Though it may be somewhat impolitic to say so, I've often remarked that Jesuits are like the "little girl with the little curl, right in the middle of her forhead." When they're good, they're very, very good, and when they're bad, their horrid.
And so it's always been, I suppose. They've also had a knack for getting into trouble, even when not being horrid.
The current Society of Jesus is, and is not, the Society of Jesus originally founded by the former Spanish soldier who wanted to build a spiritual army for the Church. The original Society, founded in 1541, was suppressed in 1773, the outcome of a long series of political intrigues. A rather serious set of events involving, among other things, commerce rights and the War of Paraguay, led to the Society being made illegal in Portugal in 1759. Jesuit power in Martinique combined with the dispute with the Jansenists combined with the French need to raise funds to compensate for what they were losing to the English navy led to their being made illegal in France in 1764. A faction of anti-clericalists in Spain managed to get them made illegal in Spanish dominions in 1767. In 1769 Clement XIV was made Pope, and found himself immediately hounded to put an end to the Jesuits once and for all. He gave in so far as to order the Suppression of the Society in all Catholic nations. And that, it seemed, was that.
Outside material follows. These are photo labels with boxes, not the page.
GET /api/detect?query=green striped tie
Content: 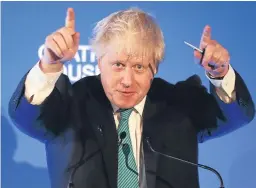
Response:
[117,109,139,188]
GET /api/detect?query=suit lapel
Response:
[142,95,162,188]
[87,75,117,188]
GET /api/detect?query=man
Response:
[9,8,255,188]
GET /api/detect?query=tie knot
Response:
[118,108,133,119]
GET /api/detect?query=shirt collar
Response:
[111,96,147,116]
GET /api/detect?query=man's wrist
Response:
[39,60,63,73]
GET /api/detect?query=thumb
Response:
[194,50,202,59]
[73,32,80,46]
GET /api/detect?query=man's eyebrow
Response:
[149,63,154,76]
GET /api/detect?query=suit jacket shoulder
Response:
[148,75,225,131]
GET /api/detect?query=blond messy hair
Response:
[90,8,165,70]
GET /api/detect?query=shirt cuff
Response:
[206,65,236,98]
[25,61,63,104]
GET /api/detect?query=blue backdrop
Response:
[1,2,256,188]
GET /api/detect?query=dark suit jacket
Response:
[9,73,255,188]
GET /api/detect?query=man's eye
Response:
[135,64,145,72]
[115,62,122,67]
[113,62,124,70]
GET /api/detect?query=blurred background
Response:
[1,2,256,188]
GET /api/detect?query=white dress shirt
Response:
[25,63,235,188]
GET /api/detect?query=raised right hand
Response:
[41,8,80,72]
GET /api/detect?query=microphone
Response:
[118,131,126,147]
[146,137,225,188]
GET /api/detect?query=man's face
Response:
[99,46,153,108]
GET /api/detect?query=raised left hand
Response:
[194,25,230,78]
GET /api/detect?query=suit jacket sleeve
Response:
[198,71,255,143]
[9,74,72,142]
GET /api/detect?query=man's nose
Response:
[121,69,133,87]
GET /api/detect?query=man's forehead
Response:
[106,49,152,62]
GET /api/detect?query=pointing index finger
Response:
[65,8,75,31]
[200,25,211,49]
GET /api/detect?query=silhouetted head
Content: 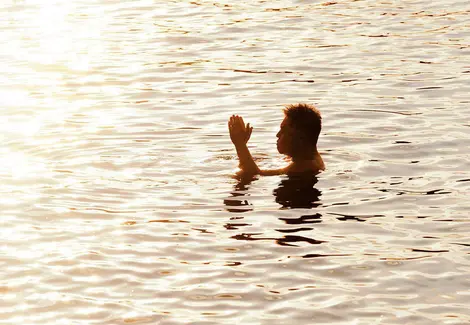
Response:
[276,104,321,159]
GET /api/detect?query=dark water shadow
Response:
[224,174,324,246]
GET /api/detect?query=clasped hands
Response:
[228,115,253,146]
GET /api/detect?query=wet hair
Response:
[284,103,321,149]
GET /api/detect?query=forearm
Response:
[235,144,260,174]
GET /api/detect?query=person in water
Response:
[228,104,325,175]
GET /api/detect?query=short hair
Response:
[284,103,321,146]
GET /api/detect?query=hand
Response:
[228,115,253,146]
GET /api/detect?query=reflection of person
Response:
[228,104,325,175]
[273,174,321,209]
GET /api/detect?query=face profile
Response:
[228,104,325,176]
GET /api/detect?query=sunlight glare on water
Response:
[0,0,470,325]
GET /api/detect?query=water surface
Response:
[0,0,470,325]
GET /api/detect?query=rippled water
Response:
[0,0,470,325]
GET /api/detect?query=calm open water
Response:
[0,0,470,325]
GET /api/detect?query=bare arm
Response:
[228,115,261,174]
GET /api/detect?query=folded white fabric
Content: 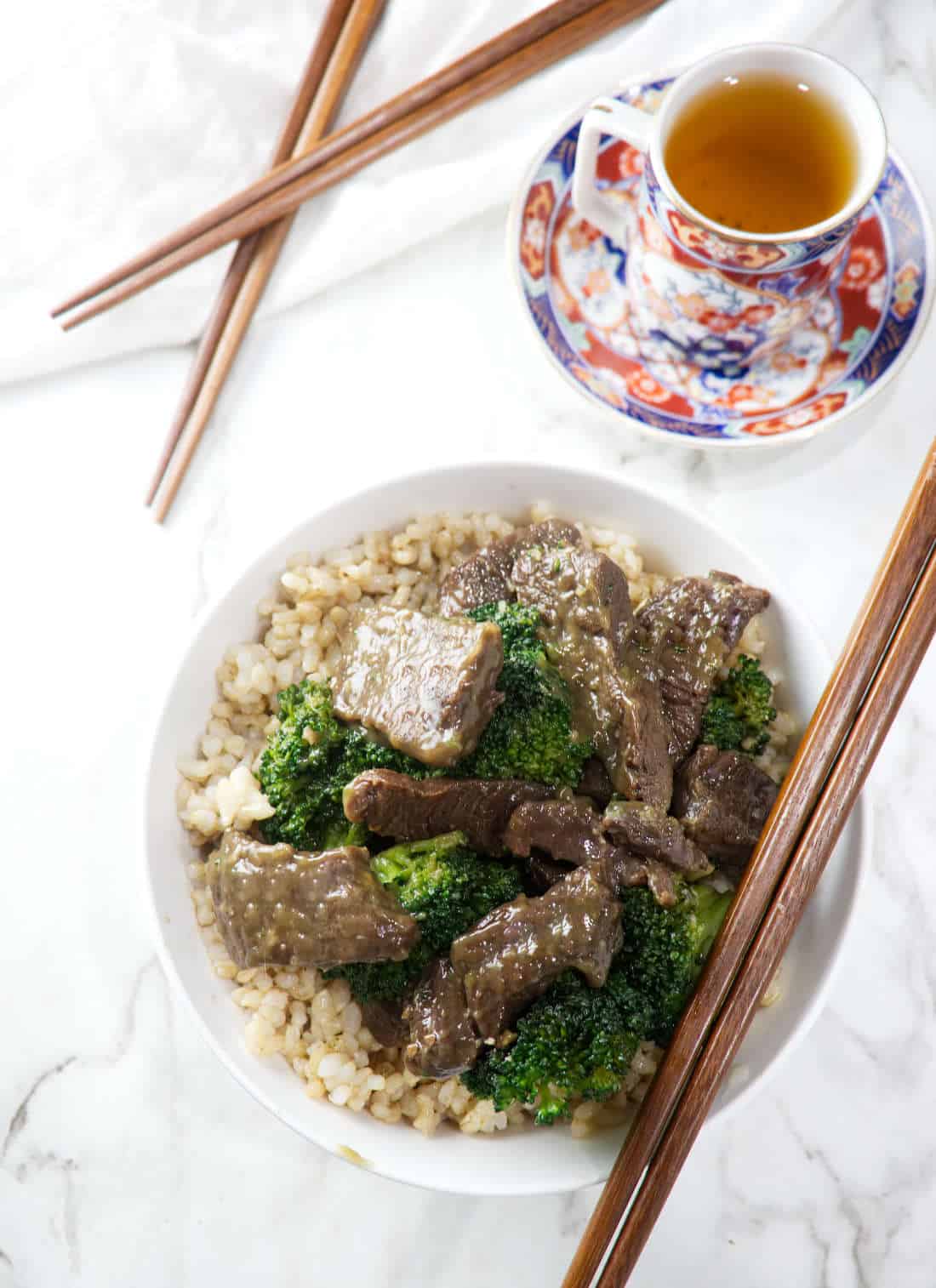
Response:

But the Jesuits turned out not so easy to suppress. Much of the detail of putting the Suppression into effect was left to local bishops; in many places they were still allowed to teach as long as they did so under the authority of a secular priest rather than a Jesuit superior. And in Russia the Jesuits even kept most of their structure, since they were backed by the Imperial Court, who had the promulgation of the brief ordering the Suppression delayed. And in the meantime odd things were happening. The primary instigators in the Suppression had always been the Bourbon courts; but some of them were facing hard times due to little things like the French Revolution. During the time of Pius VI, Rome refused to issue anything official, and upheld the suppression, but the Pope often gave verbal assent to Jesuit undertakings, such as the aggregation of the English Jesuits to the Russian Jesuits in 1803. The US's first Jesuit college, Georgetown, became Jesuit during the Suppression, by association in 1805 with the Society in Russia. In addition, some former Jesuits joined together to form smaller societies that were Jesuit in all but name. The Society was officially restored on August 7, 1814; in effect, it extended the state of the Jesuits in Russia into the rest of the world. (The Russians threw the Jesuits out in 1820. Jesuits have often mused on the curious state of affairs whereby Russia, always hostile to the Jesuits, just shortly before they were suppressed become sufficiently open to them to preserve the Society intact there, and stayed open enough for this just long enough to see the Society restored everywhere else.) Things did not run smoothly for the Jesuits after that; the entire nineteenth century was on-again, off-again as they flourished, were exiled, returned, were persecuted by law, rebounded, and, in short, suffered every twist of fortune imaginable.
It was a Jesuit, I think, who once said that Jesuits are only not in trouble when they are taking a rest from being Jesuits.